Love in the Time of Fentanyl eschews the classic documentary style for cinéma vérité, utilizing the lens of realism to properly translate the feeling of working on the front lines of the opioid crisis. This plays to the film’s strength in that it gives a pragmatic aspect to harrowing events like overdoses and deaths, which are showcased without pretense or schmaltz. There is something inescapably immediate about watching someone prepare a syringe and inject it into their neck while talking nonchalantly about their personal history with drugs.
“…seeks to steady the many chaotic variables surrounding drug use. It is also a safe injection site…”

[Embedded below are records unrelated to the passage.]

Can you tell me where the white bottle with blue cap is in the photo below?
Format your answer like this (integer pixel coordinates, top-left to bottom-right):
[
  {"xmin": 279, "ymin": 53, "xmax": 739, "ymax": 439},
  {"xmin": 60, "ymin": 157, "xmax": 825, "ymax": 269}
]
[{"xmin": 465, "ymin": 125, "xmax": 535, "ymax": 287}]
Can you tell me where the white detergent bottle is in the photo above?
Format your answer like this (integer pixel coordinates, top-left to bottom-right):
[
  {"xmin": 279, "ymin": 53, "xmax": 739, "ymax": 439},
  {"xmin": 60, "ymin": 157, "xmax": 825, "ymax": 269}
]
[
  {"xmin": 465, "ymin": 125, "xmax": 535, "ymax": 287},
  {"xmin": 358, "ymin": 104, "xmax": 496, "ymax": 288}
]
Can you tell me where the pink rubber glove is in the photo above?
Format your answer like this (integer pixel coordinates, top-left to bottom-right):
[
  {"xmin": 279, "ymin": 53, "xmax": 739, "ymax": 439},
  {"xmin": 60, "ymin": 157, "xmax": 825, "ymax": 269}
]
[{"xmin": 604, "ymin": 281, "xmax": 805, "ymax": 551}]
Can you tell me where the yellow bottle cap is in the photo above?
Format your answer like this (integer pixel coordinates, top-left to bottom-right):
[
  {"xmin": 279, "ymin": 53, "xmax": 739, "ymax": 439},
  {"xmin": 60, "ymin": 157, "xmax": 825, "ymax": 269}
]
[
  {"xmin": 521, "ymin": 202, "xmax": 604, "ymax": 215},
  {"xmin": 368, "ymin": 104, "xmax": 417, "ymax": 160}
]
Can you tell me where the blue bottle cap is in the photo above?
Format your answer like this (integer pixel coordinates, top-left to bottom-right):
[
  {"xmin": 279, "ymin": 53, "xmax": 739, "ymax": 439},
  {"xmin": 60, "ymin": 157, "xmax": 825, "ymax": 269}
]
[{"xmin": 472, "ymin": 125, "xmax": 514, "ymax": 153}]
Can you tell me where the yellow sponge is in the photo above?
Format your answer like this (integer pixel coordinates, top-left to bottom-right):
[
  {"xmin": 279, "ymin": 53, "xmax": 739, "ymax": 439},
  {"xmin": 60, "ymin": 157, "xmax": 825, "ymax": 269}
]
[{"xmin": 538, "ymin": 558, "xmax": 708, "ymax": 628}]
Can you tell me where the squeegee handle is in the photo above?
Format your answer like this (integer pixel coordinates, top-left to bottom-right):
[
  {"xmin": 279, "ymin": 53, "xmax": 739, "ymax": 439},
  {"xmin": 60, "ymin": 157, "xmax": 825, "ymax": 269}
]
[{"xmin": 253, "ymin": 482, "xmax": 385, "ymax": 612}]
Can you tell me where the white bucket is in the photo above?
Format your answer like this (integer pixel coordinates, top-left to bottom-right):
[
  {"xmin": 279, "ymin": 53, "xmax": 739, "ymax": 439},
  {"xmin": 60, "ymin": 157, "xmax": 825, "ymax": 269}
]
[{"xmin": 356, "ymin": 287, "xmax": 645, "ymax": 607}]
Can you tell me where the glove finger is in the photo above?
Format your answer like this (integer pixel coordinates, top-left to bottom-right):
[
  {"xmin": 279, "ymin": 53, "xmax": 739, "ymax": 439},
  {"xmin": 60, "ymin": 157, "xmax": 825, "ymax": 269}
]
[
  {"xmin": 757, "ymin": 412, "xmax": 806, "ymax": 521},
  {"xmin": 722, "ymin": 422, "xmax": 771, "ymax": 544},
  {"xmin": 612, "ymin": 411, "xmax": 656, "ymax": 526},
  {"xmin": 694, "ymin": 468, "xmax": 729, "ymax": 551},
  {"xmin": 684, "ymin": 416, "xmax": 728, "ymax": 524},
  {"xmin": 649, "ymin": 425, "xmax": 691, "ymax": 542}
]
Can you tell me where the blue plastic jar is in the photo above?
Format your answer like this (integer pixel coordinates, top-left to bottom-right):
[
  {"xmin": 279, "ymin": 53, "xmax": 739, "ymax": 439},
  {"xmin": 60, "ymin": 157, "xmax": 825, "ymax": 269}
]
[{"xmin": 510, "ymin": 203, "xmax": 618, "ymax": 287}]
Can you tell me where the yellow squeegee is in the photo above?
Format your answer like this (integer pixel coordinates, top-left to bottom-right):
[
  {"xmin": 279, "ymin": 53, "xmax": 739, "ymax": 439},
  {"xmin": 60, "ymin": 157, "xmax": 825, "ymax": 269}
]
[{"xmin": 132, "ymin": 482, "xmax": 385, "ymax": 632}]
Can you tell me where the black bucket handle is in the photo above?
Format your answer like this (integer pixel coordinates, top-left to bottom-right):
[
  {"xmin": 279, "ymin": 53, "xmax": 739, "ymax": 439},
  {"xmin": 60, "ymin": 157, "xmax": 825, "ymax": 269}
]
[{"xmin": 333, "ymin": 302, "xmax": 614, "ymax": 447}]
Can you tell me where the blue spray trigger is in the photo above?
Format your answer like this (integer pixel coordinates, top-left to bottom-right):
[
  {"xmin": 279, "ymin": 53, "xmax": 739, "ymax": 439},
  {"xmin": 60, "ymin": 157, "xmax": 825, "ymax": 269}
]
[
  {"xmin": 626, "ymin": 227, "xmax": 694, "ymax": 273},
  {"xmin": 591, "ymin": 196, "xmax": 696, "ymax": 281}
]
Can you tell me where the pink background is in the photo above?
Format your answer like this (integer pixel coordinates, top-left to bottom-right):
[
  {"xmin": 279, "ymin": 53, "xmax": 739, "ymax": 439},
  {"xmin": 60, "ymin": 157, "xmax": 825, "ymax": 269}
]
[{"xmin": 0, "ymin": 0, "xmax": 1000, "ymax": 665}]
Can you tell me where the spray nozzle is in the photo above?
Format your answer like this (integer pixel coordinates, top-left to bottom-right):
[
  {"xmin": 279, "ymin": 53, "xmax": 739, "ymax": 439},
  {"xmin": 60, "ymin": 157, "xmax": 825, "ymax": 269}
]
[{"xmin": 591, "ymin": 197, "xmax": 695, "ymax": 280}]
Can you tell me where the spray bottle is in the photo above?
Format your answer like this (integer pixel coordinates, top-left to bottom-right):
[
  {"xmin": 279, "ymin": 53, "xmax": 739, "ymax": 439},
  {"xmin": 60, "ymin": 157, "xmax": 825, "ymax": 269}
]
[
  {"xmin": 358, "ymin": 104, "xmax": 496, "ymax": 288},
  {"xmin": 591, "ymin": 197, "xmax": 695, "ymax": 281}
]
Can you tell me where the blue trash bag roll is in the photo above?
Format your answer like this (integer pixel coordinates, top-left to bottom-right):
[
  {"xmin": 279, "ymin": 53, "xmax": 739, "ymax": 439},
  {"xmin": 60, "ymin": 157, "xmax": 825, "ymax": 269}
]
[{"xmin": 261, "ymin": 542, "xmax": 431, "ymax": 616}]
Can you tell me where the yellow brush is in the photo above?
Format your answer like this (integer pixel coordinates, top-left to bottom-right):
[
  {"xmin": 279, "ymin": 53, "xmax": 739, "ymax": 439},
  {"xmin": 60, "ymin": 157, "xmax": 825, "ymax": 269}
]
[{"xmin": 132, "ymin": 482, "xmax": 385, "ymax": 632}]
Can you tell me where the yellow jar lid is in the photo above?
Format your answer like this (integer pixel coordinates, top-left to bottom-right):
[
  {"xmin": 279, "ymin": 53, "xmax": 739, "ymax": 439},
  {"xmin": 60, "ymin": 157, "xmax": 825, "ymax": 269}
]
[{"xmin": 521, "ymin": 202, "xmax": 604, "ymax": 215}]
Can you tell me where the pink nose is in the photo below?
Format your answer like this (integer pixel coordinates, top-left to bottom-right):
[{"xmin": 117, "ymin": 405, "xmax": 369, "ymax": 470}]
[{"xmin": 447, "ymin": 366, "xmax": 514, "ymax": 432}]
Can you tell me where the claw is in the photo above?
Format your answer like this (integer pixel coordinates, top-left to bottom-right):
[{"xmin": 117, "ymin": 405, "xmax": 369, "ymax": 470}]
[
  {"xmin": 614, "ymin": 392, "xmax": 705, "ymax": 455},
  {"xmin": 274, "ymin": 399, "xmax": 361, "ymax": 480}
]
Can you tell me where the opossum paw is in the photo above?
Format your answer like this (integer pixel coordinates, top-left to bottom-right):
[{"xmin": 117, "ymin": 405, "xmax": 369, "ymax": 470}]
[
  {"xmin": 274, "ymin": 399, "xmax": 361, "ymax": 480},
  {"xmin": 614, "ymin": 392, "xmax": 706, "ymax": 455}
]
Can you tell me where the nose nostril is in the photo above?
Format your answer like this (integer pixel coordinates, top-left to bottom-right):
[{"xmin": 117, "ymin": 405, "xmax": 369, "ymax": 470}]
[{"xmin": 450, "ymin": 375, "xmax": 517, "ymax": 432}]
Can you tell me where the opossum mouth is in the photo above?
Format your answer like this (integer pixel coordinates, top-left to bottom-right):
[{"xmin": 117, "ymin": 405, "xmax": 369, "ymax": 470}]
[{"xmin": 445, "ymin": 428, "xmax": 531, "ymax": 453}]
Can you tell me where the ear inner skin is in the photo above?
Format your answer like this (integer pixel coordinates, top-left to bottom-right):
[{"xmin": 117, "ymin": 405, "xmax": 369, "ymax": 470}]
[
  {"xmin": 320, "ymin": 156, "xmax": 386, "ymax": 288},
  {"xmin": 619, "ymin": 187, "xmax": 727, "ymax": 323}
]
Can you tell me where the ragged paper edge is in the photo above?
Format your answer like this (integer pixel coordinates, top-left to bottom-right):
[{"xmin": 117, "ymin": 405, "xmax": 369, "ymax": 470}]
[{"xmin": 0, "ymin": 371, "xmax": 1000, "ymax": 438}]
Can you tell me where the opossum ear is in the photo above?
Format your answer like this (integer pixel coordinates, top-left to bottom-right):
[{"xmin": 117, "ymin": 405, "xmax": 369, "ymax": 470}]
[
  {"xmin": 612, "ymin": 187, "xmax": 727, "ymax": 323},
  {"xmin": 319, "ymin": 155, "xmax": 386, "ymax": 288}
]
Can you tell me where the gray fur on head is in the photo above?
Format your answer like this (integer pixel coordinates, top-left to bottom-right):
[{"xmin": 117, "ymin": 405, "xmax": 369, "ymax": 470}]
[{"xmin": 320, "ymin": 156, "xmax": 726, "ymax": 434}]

It also adds a sense of hyper-confinement — the people at the centre of the OPS, administrators and users alike, do not see much of the outside world. Further, little is shown of the nicer parts of Vancouver, making normal life seem distant. This allows the viewer to seamlessly pick up on the generalized sense of social strangulation that seems to hold those on the screen hostage.
However, Askey errs in that this style disallows an examination of the factors that led to the opioid crisis as it currently exists. Much of the runtime is an ongoing chronicle of Grigg’s experience working with so many vulnerable people. This defines the human toll of the crisis unambiguously, but it also amplifies the desire to understand how a better and more sustainable state can be reached. Bureaucracy and misinformed ideas are all considered, but too hastily, never allowing the viewer to feel fully informed. The closest the documentary gets to an answer is arguing for the need to clean up Vancouver’s fentanyl-laced drug supply. However, due to the tangible nature of the film, this comes across as a stop-gap solution.
Still, Love in the Time of Fentanyl is powerful enough to stir something beyond curiosity in its viewers. Its unflinching gaze allows for a ground-zero look at reality and shows the efficacy of safe injection sites as an interim to avoid deaths. But mainly, it is a welcome peek behind the curtain at a place many of us regard, perhaps ignorantly, as tainted. That alone makes it worth the visit to the Downtown Eastside.